Op grond van artikel 7, lid 2, Wet Vpb is het belastbare bedrag de in een jaar genoten belastbare winst verminderd met de op de voet van Hoofdstuk IV te verrekenen verliezen. Onder ‘jaar’ wordt ingevolge artikel 7, lid 4, eerste volzin, Wet Vpb in beginsel verstaan boekjaar. Artikel 7, lid 4, tweede volzin, Wet Vpb bevat daarop de uitzondering dat indien de belastingplichtige in de loop van het boekjaar als dochtermaatschappij deel gaat uitmaken of ophoudt deel uit te maken van een fiscale eenheid als bedoeld in artikel 15, lid 1, Wet Vpb, het gedeelte van dat boekjaar waarin de belastingplichtige geen deel uitmaakt van die fiscale eenheid als afzonderlijk jaar wordt aangemerkt.
2.3.3.
Uit de geschiedenis van de totstandkoming van artikel 7, lid 4, Wet Vpb, weergegeven in onderdeel 5.4 van de conclusie van de Advocaat-Generaal, volgt dat de tweede volzin is ingevoerd om te bewerkstelligen dat het verlies dat is geleden in de periode van het boekjaar waarin de belastingplichtige nog geen, of niet meer, deel uitmaakt van een fiscale eenheid, wordt aangemerkt als het verlies van een ‘jaar’ en als zodanig wordt vastgesteld en verrekenbaar is.
2.3.4.
Op grond van het hiervoor in 2.3.2 en 2.3.3 overwogene faalt het middel.

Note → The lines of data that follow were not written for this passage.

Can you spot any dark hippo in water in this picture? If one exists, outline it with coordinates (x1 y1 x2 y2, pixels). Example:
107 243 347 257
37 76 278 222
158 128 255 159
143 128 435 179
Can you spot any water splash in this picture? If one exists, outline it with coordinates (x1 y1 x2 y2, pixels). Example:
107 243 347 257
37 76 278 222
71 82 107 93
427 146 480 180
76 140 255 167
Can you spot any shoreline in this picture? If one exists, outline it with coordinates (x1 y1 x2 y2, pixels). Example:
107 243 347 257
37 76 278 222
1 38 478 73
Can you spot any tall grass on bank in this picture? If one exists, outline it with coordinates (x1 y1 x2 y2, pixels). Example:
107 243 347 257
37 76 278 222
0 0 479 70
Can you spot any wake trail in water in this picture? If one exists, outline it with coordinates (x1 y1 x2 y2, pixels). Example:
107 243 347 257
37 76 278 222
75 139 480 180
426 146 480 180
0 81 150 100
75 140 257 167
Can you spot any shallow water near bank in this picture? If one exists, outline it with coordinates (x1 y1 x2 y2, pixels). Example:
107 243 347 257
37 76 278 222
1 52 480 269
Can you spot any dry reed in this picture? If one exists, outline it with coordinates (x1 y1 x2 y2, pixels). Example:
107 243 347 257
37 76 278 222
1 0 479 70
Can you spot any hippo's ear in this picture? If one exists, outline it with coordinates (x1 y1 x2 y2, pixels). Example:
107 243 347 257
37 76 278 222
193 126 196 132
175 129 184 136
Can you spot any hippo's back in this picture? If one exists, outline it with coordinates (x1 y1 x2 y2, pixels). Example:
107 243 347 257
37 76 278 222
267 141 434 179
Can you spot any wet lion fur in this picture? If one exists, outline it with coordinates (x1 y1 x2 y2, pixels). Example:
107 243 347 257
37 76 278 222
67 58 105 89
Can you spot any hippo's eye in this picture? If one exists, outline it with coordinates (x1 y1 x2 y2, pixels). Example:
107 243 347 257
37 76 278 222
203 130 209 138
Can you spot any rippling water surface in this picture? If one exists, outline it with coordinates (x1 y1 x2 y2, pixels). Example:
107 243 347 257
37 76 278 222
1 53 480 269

De door belanghebbende bepleite opvatting strookt niet met de tekst van artikel 7, lid 4, tweede volzin, Wet Vpb en uit de hiervoor in 2.3.3 bedoelde parlementaire geschiedenis volgt dat het de bedoeling van de wetgever is artikel 7, lid 4, tweede volzin, Wet Vpb ook toe te passen bij de verticale verliesverrekening.
3. Proceskosten
De Hoge Raad acht geen termen aanwezig voor een veroordeling in de proceskosten.
4. Beslissing
De Hoge Raad verklaart het beroep in cassatie ongegrond.
Dit arrest is gewezen door de raadsheer C.B. Bavinck als voorzitter, en de raadsheren P.M.F. van Loon en L.F. van Kalmthout, in tegenwoordigheid van de waarnemend griffier E. Cichowski, en in het openbaar uitgesproken op 10 juli 2015.